Our Will Kit is very particular about the basic Will-making requirements (such as identifying the will-maker, signing it the right way etc), and for that reason you can expect a Will made with our Will Kit to be accepted throughout Australia.
What does vary around Australia is probate application procedure, but that affects how your executor USES your Will - not the Will itself.
What happens if there is NO WILL varies around Australia too (which is why a committee has been working on "uniform legislation" and "succession law reform" for about 15 years).
What is a Will anyway?
A Will is just a document in which you say two basic things:
- Who you want to inherit your possessions when you die, and:
- who you want to look after things for you.
Do you really need a Will?
If you die without a Will it may cause problems for your family, or it may not. It depends on what assets you own, and the way you own them.
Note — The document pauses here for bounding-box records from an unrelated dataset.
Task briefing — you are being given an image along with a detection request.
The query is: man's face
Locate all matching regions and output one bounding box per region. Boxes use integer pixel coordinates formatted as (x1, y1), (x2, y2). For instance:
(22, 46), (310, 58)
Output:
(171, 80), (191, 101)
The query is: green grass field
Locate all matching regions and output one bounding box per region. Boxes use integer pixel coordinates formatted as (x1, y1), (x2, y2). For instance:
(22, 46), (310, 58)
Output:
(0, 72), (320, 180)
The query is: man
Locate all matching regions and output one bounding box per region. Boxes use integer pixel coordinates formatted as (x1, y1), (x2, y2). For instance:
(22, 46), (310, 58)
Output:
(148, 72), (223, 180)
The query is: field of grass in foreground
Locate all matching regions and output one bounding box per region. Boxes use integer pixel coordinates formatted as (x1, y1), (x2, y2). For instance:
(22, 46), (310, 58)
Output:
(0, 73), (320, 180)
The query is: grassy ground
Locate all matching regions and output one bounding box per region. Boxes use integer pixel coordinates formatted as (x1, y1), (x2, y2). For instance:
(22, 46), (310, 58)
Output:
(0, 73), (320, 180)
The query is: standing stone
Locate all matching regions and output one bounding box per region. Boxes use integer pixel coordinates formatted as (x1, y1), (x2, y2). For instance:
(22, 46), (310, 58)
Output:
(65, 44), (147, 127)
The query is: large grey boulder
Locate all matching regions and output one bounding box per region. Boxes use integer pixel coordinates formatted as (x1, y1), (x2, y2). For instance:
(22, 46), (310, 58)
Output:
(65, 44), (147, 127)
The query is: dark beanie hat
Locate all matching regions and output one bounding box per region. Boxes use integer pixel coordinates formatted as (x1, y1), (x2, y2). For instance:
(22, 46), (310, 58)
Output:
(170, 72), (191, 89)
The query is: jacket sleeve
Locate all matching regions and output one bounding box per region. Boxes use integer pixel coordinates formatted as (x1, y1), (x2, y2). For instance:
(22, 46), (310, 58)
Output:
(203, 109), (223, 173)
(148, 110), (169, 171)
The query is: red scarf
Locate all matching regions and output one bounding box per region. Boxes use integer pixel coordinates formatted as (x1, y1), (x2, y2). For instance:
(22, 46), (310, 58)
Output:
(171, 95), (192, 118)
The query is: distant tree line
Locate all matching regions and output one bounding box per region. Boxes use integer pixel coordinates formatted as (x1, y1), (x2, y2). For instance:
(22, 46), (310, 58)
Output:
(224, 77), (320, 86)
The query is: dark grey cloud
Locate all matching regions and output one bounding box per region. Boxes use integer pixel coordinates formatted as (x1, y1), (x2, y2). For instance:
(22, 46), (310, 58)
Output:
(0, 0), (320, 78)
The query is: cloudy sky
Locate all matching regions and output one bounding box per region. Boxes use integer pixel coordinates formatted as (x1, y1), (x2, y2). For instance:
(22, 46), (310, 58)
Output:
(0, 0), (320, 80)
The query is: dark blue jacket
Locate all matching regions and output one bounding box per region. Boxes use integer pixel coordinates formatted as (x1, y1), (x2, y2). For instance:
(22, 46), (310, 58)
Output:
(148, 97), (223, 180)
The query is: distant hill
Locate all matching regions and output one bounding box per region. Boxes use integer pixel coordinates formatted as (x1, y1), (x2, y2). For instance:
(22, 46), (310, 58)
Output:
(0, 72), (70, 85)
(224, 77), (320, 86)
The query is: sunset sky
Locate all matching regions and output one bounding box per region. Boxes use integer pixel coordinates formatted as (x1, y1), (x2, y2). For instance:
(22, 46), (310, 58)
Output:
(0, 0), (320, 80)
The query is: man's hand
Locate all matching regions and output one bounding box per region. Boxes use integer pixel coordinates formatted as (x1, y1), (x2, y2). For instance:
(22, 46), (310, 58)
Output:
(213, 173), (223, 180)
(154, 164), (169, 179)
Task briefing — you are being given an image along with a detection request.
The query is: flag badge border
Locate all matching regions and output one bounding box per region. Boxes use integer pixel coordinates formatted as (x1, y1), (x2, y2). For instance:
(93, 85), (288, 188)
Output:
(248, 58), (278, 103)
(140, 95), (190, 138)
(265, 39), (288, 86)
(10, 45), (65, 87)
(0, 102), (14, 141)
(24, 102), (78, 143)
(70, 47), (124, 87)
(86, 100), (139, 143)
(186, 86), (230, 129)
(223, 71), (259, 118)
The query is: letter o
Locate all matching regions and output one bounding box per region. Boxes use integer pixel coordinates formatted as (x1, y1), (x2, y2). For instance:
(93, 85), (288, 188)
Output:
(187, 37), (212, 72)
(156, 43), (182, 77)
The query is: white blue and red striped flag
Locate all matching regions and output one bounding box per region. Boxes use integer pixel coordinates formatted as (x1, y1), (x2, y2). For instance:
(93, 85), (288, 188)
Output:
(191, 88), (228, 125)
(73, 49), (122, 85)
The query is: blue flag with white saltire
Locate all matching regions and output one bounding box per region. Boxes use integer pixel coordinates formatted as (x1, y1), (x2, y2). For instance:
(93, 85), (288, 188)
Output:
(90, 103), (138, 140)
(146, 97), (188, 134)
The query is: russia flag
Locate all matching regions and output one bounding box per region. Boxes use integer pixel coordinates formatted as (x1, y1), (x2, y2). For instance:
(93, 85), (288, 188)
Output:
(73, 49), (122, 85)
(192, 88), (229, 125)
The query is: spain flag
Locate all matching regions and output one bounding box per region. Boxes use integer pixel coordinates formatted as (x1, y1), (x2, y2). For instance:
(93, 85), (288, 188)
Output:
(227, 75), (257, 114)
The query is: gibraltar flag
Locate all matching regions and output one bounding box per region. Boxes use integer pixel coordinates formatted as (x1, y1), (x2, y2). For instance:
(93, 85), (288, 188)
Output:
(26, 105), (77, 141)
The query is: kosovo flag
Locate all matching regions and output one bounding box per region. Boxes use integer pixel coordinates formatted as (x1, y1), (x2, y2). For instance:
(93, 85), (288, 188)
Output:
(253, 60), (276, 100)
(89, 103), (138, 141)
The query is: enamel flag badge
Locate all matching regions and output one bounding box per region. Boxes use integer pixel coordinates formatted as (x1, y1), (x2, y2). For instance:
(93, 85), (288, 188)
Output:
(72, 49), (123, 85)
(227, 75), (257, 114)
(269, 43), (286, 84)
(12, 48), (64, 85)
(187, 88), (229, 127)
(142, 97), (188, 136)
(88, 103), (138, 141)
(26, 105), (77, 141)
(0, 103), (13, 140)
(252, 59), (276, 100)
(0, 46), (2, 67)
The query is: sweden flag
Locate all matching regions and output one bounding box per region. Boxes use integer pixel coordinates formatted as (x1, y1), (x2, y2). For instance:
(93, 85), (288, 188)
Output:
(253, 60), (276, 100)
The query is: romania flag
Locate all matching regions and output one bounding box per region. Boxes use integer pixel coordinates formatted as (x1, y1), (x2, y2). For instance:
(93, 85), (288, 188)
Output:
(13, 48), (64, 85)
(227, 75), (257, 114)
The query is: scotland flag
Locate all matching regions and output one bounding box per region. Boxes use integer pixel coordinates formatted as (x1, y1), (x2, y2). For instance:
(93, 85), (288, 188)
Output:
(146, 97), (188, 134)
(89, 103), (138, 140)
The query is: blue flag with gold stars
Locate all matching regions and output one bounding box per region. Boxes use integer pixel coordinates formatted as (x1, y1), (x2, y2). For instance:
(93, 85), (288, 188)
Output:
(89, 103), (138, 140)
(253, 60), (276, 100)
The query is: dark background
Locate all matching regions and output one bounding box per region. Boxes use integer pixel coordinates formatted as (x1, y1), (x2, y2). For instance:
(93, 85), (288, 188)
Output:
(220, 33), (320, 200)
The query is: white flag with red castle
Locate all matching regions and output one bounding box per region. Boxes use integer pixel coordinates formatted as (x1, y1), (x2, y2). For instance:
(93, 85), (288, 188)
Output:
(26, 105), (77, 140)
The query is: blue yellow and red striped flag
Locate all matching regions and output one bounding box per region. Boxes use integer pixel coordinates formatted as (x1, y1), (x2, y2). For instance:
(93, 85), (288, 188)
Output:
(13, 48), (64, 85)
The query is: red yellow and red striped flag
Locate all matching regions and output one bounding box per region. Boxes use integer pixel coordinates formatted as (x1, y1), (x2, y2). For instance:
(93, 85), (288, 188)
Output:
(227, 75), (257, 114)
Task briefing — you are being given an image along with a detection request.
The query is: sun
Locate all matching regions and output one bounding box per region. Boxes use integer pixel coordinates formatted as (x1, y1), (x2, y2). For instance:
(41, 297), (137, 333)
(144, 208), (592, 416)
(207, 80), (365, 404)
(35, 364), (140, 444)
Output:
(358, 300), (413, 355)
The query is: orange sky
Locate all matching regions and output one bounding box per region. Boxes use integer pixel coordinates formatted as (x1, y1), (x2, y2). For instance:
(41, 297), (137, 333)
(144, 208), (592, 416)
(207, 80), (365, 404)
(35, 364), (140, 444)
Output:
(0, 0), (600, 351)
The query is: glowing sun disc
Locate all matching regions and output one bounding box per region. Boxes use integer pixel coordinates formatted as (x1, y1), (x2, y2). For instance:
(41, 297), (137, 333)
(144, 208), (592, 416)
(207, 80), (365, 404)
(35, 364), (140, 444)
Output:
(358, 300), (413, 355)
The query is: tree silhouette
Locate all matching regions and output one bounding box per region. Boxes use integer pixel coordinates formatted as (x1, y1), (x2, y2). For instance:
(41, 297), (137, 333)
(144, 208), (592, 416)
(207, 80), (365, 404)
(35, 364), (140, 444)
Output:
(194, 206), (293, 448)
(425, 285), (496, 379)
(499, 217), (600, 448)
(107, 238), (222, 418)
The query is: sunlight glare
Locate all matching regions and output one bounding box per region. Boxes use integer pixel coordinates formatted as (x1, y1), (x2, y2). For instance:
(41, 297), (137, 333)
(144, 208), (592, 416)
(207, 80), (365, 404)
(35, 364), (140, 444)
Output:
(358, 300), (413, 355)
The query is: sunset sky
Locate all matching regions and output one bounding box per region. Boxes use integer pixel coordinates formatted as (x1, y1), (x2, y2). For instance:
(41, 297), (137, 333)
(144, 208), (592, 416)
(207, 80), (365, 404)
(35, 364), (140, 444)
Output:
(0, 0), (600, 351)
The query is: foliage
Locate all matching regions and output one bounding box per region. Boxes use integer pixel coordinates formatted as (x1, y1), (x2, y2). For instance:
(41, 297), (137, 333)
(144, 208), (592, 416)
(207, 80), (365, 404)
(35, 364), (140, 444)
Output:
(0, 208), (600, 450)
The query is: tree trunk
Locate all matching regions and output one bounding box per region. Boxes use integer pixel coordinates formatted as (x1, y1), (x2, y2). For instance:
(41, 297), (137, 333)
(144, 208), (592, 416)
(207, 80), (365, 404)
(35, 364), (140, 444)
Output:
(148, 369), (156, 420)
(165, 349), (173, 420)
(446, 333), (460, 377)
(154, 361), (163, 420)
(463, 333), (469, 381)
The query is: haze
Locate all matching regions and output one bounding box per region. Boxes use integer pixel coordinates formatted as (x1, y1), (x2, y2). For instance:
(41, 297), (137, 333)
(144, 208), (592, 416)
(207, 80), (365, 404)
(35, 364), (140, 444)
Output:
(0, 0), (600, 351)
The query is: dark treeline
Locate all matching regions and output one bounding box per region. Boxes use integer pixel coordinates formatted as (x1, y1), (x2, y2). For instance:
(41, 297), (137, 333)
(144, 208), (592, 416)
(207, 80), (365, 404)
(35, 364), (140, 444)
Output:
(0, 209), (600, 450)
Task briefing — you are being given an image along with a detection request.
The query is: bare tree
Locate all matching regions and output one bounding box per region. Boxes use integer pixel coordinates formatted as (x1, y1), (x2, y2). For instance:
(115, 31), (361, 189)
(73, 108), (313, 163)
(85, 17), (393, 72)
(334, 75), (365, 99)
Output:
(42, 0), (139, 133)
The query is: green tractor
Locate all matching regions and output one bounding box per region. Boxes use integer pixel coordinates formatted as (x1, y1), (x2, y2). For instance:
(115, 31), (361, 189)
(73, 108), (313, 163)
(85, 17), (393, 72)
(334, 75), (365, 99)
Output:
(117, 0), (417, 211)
If you own assets jointly with another person, they still belong to the other joint owner when you die, so you don't need a Will to dispose of them. However, assets in your own name have to be transferred to someone else, and if you want any say in who gets them you need to make a Will.
When you die, your executor takes your Will to the Probate Office, which gives them an official "probate" certificate that authorises them to transfer ownership of your assets to your beneficiaries. (That probate application process is referred to as "proving the Will").
What if I die without a Will?
If you don't leave a Will, the Government does not "get the lot" as some people believe. Your assets go to your next-of-kin according to rules given in government legislation.
In Victoria for instance your spouse gets the first $100,000 plus one third of the balance, and the children get the rest. The rapid increase in real estate prices in recent years means that your spouse's entitlement does not even cover the family home, so in extreme cases children could force a spouse to sell the house to give them their share. (As far back as 2004 we proposed (unsuccessfully) to a Supreme Court committee that the $100,000 limit be dropped to provide security for the spouse).
Dying without a Will also means you do not get to name an "executor" to look after things for you, so "the system" appoints an "administrator" instead. Your next of kin have the right to apply to be administrator and they can do so in a certain order. Your spouse has the first right to apply, followed by your children, parents and brothers and sisters.
If there is a Will but no executor, the estate still goes to the beneficiaries named in the Will, but one of the beneficiaries in your Will arranges things (since there is no executor). The beneficiary applies for "Letters of Administration with the Will annexed" instead of Probate.
Making a Will keeps everything simple and definite, and everyone should do it because it is so easy to do.
Steps to make a Will
There are only seven simple steps in making a Will, of which the most important are:
- Name your executor (or executors)
- Name your beneficiaries, and
- Sign the Will properly.
Where to store your Will
Wills are not registered anywhere, so you can keep them wherever you like. Some people keep them in banks, or in their own house.
(In Victoria you can also keep them at the Probate Office for a "one off' fee of around $20. Executors are required to search there as part of the probate application process so it guarantees the Will is found - although it would be nice if your executor knew about it earlier).
Challenges to your Will
"Cutting someone out of your Will" can create conditions for your Will to be "challenged" by those left out.
Challenges usually come from children who were left out, and some States have legislation that seems to encourage it - for example, Victoria made big changes to Wills legislation on 20 July 1998, so that people for whom you had a "responsibility to make provision" can ask the Court to change your Will. Further changes to Victorian legislation in 2001 allowed "domestic partners" to claim (including "same-gender" domestic partners). Cases so far do not give claimants an easy ride.
It is often suggested that if you want to cut someone out of your Will you should include your reasons in the Will - and seek advice on the matter before you do it.
Your Power of Attorney goes with you
In general, powers of attorney become invalid on the death of the person who gave the power.
Can you make a "Testamentary Trust" with the Will Kit?
Any Will can direct the executor to hold assets in trust for some purpose, but we do not recommend that you use our Will Kit for this purpose . (Testamentary trust documents these days go into a lot of detail about the control of such trusts).